Could you talk more about an open world being lots of levels that you replace over time?

I was wondering if something simple like Zelda giving the player more tools to interact with the environment, the hookshot for instance, and opening up shortcuts would count as doing that. Or were you thinking more drastic changes to the environment as the game goes on?

Personally I was thinking of Nier Automata when I read that.
Backwards_Cowboy
owned a Vita and WiiU. I know failure
1737
author=Sooz
plodding over the same old terrain just to use the key item/skill to open up slightly new terrain (while dealing with constant anklebiters you've leveled past already) is more annoying than fun.


Scaling enemy encounters can help with that. Rogue Galaxy, a mid PS2-era action JRPG, would cause you to start encountering high-level enemies in early-game locations after a certain plot point. You'll still encounter the low-level monsters, but only a small amount of the time, so you'll mostly find yourself fighting monsters on par with your own party. I found it out the hard way when I went back to grind enemy-specific kill counters for side-quest reasons, and ended up encountering enemies capable of 3HKO'ing some of my characters in the starting town. Revisiting old locations becomes necessary for some of the side quests later on, as well as the bonus achievements.
Sooz
They told me I was mad when I said I was going to create a spidertable. Who’s laughing now!!!
5354
author=Backwards_Cowboy
Scaling enemy encounters can help with that.
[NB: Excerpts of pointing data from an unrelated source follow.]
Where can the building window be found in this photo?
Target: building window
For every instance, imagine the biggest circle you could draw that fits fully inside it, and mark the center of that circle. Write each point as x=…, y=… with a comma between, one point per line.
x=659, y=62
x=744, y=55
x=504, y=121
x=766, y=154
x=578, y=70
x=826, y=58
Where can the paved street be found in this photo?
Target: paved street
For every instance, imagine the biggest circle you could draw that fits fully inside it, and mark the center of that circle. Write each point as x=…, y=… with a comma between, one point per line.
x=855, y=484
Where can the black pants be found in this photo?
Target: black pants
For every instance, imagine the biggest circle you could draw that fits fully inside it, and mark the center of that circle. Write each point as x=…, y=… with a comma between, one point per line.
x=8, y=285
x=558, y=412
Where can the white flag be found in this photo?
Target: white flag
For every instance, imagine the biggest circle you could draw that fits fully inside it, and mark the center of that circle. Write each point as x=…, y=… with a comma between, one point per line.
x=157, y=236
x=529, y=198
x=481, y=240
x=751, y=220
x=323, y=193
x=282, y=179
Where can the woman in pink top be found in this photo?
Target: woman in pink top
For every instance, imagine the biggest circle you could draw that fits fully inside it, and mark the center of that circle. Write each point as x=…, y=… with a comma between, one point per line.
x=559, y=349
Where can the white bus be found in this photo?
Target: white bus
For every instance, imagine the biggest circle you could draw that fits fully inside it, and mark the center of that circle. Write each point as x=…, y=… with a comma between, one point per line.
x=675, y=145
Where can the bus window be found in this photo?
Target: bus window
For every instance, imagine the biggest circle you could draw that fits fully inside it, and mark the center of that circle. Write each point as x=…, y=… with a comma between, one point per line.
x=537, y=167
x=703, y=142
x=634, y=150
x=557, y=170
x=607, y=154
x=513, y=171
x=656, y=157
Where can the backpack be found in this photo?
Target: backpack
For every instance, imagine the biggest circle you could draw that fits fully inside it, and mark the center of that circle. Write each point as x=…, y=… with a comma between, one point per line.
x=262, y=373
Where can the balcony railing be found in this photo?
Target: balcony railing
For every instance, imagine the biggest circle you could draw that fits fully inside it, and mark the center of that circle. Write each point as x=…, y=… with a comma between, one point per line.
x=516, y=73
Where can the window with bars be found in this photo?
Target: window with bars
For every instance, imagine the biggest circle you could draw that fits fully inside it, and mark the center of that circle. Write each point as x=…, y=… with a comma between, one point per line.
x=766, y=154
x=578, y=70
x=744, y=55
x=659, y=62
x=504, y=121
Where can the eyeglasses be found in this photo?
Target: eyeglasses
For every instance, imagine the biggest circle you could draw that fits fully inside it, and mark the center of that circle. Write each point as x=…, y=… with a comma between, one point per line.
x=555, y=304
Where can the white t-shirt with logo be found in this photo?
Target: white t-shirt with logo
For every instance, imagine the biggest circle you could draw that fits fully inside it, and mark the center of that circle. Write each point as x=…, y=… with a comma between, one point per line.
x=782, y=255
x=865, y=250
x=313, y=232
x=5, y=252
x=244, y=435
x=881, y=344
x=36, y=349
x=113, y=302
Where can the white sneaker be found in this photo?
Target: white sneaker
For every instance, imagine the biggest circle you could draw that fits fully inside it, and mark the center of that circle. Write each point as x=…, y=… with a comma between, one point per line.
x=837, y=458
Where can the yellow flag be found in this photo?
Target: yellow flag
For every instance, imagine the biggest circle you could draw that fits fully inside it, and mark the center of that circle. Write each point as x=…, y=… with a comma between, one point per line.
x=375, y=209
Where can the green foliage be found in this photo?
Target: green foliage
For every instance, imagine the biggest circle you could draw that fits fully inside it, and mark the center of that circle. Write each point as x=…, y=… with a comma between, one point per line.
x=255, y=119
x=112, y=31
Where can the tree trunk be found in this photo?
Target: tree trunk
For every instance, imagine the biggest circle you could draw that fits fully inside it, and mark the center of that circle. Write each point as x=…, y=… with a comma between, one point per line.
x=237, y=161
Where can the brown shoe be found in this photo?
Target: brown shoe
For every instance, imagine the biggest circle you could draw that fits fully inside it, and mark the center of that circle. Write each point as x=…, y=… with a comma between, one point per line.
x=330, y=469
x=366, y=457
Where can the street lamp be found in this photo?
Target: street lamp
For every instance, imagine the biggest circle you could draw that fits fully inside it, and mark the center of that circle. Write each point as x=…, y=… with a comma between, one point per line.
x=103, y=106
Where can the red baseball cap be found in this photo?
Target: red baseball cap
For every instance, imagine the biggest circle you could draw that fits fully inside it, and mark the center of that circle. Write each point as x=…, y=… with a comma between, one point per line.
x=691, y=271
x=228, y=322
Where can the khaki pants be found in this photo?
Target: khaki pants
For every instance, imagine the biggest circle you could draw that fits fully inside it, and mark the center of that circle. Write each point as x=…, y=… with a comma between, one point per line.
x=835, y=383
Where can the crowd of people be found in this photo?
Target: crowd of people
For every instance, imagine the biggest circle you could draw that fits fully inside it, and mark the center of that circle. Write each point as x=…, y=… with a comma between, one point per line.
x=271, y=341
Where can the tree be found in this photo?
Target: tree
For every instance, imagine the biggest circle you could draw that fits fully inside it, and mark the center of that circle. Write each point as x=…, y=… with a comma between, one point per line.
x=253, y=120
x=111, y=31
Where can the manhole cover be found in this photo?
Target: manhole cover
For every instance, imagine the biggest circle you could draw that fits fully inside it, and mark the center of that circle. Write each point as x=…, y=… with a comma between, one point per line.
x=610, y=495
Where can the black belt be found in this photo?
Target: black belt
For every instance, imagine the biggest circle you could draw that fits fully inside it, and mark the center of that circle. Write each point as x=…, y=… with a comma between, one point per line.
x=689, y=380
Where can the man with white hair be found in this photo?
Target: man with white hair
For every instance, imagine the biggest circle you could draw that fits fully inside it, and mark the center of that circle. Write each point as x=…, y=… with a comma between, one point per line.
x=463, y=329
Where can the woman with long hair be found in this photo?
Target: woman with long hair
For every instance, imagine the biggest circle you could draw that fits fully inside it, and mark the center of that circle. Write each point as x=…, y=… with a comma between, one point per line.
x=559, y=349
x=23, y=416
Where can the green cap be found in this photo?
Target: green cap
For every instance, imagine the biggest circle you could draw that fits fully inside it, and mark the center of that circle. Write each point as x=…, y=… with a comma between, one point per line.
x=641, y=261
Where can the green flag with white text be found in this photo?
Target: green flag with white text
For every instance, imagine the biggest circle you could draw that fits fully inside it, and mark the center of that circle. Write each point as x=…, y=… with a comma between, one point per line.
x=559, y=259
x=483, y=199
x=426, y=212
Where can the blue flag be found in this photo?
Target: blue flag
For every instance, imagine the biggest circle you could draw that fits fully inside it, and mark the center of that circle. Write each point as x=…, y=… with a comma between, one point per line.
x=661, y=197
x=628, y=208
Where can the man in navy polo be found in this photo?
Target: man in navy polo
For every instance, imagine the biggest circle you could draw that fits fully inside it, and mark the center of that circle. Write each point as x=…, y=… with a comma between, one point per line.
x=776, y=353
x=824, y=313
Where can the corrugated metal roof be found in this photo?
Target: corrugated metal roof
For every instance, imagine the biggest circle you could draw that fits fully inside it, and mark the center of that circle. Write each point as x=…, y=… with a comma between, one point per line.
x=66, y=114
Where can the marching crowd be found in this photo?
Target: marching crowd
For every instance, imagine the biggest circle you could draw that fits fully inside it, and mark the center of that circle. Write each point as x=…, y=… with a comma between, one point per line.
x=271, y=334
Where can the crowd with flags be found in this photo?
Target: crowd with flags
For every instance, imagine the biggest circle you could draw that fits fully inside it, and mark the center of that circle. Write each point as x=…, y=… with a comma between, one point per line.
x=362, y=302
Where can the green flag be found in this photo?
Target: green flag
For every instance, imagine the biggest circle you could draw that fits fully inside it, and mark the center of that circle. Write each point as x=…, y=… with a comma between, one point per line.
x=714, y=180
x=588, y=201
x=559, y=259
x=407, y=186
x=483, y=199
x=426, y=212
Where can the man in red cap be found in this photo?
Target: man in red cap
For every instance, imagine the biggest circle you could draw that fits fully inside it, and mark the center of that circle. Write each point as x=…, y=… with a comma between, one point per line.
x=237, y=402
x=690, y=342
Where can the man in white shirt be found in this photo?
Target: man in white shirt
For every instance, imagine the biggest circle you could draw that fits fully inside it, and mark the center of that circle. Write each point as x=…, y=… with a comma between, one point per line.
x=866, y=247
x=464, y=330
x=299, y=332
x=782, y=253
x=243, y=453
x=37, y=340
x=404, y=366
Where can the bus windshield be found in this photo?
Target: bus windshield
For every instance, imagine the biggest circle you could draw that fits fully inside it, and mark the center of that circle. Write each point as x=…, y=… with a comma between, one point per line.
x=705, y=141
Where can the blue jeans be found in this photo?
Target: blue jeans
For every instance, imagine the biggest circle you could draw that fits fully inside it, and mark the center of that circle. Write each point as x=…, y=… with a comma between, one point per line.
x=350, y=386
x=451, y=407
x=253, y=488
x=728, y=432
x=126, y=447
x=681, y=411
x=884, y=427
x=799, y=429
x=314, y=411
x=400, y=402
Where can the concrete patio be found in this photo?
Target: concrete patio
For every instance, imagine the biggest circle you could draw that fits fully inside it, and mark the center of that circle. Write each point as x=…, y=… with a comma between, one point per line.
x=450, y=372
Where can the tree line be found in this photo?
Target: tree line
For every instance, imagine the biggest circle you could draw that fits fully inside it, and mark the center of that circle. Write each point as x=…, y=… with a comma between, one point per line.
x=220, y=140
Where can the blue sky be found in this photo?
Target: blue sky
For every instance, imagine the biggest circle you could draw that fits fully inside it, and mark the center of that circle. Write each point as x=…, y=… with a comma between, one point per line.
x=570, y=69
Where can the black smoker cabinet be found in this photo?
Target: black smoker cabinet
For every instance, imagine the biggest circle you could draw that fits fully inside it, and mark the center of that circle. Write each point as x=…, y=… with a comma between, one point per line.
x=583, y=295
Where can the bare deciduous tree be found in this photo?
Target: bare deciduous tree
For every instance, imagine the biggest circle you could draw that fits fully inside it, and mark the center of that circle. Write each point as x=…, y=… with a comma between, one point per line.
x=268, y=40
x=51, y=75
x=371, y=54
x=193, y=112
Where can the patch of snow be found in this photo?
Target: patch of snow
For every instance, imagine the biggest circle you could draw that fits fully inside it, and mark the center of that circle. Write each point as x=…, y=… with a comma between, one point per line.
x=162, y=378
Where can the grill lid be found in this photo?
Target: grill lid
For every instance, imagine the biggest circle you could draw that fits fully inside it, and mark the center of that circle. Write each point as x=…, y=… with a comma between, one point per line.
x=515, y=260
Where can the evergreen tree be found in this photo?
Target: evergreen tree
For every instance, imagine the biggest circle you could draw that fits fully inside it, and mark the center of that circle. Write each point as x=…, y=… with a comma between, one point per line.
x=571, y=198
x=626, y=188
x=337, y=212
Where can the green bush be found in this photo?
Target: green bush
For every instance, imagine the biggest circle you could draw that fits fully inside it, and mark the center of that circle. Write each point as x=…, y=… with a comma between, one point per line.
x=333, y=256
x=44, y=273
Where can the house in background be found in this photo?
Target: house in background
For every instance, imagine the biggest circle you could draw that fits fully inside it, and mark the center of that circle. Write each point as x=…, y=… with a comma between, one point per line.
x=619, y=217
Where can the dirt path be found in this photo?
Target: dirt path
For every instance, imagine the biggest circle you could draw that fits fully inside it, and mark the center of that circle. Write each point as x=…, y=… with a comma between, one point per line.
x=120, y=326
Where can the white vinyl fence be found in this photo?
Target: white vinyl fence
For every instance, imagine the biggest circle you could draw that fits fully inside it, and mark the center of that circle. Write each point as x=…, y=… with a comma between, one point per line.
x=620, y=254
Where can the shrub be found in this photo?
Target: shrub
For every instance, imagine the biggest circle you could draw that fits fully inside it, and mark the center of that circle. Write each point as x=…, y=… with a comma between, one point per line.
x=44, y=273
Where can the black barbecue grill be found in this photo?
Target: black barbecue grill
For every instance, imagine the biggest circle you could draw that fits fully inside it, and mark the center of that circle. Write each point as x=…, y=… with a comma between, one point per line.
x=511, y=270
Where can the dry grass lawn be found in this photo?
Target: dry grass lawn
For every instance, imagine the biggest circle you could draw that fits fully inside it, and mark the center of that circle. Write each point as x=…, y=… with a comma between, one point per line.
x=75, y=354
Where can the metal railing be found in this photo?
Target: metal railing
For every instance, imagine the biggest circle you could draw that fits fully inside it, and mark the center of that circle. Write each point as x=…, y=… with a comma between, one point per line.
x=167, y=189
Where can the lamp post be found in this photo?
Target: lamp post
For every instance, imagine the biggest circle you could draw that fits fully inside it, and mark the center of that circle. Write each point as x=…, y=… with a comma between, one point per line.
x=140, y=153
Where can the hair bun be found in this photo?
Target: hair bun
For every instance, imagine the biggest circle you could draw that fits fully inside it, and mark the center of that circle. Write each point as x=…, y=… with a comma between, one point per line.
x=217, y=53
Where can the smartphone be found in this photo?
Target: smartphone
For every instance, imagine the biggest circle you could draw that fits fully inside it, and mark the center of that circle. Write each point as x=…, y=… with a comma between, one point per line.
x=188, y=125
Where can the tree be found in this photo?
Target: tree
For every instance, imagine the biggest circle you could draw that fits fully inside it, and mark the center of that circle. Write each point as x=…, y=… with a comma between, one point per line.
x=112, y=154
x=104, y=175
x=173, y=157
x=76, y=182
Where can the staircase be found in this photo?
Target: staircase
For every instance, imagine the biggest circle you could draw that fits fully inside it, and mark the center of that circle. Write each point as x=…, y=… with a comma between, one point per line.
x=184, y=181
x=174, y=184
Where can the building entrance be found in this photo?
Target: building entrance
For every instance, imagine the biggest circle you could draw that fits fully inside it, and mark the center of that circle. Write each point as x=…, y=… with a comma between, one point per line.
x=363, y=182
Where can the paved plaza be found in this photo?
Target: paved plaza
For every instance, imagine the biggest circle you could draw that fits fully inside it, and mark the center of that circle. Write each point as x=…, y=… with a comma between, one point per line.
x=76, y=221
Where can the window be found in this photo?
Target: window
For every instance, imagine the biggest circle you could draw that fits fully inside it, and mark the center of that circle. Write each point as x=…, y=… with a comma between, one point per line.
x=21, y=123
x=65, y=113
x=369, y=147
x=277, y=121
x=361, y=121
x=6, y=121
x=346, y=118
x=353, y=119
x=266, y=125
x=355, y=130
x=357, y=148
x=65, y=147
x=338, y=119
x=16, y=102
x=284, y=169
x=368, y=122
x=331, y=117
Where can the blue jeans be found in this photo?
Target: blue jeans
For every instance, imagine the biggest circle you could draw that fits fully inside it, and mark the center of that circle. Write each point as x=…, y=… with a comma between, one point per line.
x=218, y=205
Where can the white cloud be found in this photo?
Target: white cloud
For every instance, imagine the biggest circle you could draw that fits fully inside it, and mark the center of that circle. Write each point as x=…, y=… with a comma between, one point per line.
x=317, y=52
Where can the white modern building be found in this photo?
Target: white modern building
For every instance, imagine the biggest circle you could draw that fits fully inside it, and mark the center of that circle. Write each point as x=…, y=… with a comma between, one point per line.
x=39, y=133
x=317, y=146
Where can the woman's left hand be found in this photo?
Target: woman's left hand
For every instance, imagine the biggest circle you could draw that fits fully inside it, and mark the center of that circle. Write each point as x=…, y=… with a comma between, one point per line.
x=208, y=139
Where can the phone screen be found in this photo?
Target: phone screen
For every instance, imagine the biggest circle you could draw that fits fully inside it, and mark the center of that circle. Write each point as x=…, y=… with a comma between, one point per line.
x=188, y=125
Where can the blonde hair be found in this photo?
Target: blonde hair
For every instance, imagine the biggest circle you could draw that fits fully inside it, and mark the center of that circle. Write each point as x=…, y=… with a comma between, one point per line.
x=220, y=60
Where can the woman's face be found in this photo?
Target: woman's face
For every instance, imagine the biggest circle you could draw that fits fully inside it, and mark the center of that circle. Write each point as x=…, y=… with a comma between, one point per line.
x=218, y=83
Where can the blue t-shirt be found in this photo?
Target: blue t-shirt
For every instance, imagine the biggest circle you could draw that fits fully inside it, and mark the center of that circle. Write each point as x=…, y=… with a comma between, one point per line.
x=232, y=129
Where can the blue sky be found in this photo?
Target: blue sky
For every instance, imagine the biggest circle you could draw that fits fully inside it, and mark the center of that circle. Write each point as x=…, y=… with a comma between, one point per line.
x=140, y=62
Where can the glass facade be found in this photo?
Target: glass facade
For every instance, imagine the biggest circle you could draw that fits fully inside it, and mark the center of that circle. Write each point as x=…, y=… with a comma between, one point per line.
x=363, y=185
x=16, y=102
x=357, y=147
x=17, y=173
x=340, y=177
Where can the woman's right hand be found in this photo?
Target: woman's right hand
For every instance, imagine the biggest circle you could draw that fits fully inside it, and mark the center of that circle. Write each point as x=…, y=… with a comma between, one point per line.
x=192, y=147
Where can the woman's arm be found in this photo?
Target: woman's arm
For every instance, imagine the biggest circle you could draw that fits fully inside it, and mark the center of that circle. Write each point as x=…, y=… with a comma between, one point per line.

To an extent, yes, but in terms of narrative it leaves a lot to be desired. And, as a player, if I'm going to be fighting harder enemies, I'd still much rather be encountering them in a new and/or different area.

Scaling enemies is a solution, but it's a very clunky and obvious one that in most cases of revisiting areas feels like padding.
I struggle to find reasons to return to previous areas in traditional RPG's. The enemies are no challenge and offer little EXP. The treasure is outdated. Backtracking through an area I've already been to just isn't very exciting. Yeah, you can fix all those issues with level scaling, treasure scaling, adding overworld shortcuts etc, but why though? I'd much rather see new areas, fight against new enemies, find new stuff.
I've always gone with linear approaches that force the player forward to new places. The only reason you'd return to an older area would be for story reasons, when things have changed in that place.
author=Darken
The other extreme is the absolute point of no return, always going forward, rarely ever able to backtrack. RPGs (being exploration and progression based) doesn't always fully commit to this. The only RPG I can think of that commits to this idea is the RM game The Way.